Her painter friends, Zao Wou-Ki or Maria Elena Vieira da Silva, created very beautiful colorful decorations for her. From 1956, when she was seriously ill, she added paint or enamel herself to small bronze figures. The Tate in London has loaned its latest major work for the exhibition, the five pieces of its Chessboardfantastic figures in painted plaster, perched on high pedestals.
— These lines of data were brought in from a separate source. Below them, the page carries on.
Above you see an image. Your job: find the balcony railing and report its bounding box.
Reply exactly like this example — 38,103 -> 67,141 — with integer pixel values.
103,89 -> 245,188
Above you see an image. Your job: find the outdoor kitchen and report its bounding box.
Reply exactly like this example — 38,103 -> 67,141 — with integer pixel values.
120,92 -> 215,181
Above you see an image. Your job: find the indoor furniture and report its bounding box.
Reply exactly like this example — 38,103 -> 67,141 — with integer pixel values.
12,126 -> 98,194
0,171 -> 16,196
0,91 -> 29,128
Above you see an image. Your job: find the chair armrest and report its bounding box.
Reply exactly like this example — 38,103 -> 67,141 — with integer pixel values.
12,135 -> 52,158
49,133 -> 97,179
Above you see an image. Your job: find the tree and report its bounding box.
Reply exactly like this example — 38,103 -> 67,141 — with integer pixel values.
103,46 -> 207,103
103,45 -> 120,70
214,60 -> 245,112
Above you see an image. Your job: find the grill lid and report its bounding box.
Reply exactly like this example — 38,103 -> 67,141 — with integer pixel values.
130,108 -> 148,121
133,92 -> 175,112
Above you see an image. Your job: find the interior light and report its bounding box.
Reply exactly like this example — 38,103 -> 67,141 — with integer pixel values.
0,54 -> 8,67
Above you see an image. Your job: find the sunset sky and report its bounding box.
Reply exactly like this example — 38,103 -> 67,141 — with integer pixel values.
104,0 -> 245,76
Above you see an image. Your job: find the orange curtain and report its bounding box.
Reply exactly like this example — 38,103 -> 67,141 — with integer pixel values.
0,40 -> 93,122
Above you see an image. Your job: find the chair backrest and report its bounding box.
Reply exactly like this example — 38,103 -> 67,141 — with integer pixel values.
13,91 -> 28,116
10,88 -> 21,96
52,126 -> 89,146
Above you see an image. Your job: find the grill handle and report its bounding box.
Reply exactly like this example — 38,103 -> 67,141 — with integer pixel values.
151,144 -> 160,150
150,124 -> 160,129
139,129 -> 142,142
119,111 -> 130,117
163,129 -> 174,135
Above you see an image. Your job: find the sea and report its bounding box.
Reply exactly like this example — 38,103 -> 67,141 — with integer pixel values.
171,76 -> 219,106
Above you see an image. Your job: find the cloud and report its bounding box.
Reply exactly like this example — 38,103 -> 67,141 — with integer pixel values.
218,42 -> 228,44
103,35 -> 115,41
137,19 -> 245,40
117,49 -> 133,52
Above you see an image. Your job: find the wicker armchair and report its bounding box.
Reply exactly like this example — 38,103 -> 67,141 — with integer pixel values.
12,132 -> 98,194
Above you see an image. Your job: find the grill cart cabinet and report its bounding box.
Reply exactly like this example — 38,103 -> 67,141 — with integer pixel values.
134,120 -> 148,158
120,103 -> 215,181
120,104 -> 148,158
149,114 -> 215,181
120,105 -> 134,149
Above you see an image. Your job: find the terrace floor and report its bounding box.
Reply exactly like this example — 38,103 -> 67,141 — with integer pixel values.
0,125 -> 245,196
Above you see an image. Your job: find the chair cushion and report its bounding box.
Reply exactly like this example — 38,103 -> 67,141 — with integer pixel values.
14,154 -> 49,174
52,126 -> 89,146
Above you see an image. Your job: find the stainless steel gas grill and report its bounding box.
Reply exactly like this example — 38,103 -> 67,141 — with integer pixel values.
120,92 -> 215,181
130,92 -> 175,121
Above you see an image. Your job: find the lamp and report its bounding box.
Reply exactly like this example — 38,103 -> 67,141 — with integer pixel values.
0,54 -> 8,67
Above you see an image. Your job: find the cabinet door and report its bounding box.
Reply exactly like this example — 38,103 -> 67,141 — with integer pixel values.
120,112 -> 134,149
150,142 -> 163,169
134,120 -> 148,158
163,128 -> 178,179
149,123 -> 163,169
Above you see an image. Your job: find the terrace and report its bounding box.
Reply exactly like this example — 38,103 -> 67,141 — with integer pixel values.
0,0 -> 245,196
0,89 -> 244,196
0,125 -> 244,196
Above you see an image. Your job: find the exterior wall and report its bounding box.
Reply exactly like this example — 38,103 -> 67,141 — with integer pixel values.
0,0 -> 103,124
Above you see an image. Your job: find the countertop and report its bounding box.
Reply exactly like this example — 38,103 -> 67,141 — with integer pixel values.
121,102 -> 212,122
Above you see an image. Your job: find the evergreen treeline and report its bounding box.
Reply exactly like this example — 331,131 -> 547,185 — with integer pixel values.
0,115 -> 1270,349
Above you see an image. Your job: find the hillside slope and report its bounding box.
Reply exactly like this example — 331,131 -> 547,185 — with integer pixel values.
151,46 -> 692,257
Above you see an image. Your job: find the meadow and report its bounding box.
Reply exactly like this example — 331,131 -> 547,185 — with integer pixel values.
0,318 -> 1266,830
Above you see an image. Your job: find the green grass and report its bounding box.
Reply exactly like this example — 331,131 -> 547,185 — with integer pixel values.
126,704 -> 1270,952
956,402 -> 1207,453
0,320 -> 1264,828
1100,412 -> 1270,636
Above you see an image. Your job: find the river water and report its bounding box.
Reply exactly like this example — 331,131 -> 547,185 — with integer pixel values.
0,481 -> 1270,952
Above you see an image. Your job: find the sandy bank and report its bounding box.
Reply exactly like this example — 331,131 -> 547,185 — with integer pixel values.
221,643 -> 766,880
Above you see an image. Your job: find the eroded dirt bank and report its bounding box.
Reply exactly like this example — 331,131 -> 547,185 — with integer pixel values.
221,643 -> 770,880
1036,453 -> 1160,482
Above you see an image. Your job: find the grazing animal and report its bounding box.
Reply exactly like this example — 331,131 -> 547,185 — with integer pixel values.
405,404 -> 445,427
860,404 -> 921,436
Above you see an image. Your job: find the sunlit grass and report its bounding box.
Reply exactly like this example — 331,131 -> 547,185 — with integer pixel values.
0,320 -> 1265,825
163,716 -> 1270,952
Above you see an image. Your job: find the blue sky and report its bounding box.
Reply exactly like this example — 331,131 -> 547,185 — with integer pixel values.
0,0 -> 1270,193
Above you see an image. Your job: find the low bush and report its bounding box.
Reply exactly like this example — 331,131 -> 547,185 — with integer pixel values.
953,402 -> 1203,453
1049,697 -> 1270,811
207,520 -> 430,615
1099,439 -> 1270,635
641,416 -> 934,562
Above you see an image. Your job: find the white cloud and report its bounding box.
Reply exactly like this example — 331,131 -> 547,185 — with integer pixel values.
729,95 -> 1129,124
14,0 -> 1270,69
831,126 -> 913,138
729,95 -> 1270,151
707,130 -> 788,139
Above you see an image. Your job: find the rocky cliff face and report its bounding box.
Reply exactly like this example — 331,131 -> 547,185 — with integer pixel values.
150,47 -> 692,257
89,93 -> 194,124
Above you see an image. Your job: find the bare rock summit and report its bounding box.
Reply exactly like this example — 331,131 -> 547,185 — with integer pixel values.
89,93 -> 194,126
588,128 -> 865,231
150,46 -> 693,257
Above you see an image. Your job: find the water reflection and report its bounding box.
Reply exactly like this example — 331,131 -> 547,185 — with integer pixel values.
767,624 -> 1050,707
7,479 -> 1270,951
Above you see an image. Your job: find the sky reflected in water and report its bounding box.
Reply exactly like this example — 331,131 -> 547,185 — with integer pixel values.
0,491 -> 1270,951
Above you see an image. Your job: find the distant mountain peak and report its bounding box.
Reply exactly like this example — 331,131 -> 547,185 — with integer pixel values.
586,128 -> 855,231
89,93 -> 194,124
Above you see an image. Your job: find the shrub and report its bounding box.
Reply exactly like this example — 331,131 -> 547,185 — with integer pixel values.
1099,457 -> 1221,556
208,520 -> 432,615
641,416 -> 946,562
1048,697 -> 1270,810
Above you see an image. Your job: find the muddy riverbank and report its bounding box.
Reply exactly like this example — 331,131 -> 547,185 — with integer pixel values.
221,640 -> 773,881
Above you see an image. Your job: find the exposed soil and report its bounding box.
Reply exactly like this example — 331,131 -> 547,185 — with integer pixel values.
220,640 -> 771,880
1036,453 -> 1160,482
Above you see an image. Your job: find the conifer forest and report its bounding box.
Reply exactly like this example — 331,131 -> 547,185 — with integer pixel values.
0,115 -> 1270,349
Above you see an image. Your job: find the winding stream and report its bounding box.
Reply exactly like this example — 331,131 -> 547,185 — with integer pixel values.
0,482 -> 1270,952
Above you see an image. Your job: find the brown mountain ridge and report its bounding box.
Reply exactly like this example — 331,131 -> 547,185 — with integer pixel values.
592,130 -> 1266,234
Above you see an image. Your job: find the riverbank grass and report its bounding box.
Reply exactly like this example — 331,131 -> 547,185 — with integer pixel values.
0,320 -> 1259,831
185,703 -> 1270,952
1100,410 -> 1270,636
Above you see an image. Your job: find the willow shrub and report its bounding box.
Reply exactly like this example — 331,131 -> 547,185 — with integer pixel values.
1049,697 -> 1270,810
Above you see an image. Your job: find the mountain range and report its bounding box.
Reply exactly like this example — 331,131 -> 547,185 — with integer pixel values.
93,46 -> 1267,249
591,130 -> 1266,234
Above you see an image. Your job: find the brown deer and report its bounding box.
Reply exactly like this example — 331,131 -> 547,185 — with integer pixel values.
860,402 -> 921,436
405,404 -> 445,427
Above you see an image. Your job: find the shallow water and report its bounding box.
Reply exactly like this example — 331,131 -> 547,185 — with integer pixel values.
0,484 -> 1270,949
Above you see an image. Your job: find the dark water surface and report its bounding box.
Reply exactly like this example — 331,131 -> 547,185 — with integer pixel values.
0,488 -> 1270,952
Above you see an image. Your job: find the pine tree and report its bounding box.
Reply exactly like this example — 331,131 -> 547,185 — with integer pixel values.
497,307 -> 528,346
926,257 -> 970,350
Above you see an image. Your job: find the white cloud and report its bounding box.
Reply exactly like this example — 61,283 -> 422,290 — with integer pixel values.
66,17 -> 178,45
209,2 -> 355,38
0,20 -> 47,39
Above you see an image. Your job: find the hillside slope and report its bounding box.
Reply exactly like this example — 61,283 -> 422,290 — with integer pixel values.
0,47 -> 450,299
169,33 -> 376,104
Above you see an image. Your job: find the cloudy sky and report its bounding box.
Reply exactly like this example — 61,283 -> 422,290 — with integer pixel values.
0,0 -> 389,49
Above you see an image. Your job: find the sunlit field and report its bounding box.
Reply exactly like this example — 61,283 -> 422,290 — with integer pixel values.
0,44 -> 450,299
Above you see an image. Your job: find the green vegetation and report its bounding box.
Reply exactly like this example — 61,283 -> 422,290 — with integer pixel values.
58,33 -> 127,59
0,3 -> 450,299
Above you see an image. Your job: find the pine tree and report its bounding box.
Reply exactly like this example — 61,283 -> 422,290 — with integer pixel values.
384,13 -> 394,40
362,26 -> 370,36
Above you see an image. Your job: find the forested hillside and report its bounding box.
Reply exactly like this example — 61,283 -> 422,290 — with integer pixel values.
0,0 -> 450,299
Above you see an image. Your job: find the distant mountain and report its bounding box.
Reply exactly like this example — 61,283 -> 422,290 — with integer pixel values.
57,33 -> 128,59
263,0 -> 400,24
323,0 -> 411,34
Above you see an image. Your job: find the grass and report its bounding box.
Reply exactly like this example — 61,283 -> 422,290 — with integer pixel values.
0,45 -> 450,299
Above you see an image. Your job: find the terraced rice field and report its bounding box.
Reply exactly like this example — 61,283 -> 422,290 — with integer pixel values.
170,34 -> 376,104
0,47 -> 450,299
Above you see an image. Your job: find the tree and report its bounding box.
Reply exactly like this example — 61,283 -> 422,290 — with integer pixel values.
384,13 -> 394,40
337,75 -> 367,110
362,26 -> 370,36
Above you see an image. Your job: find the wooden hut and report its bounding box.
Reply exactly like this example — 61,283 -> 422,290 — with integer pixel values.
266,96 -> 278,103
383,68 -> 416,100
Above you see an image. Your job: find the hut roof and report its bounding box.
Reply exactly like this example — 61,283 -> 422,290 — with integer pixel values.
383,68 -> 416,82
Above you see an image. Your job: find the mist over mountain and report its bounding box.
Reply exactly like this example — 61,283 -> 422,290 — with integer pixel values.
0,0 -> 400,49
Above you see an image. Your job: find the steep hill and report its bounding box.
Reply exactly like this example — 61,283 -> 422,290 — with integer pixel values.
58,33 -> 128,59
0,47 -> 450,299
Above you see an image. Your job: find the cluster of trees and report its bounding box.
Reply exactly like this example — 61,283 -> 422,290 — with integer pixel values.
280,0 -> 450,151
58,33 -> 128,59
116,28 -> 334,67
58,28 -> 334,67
Germaine Richier had no dealer. Aimé Maeght exhibited it in 1948, but when he offered Giacometti to sign a contract, he set him one condition: it would be him or Richier. And Maeght chooses Giacometti. His works are present in the collections “but it’s as if she were there without anyone looking at her”, notes Ariane Coulondre.
She was successful in Switzerland, Sweden, Italy, Germany, and the United Kingdom in particular. She participated in two exhibitions at MoMA in New York in 1955 and 1959. She was the first woman exhibited during her lifetime at the National Museum of Modern Art, in 1956, the same year as Matisse. She had not had a major exhibition in Paris since. “The fact that it is difficult to classify means that it has not always been given its place in the history of art,” tries to explain the commissioner. A good reason to go see this welcome retrospective.
Center Pompidou, Paris 4e
Every day except Tuesday and the 1er May, 11 a.m.-9 p.m., late opening Thursday until 11 p.m.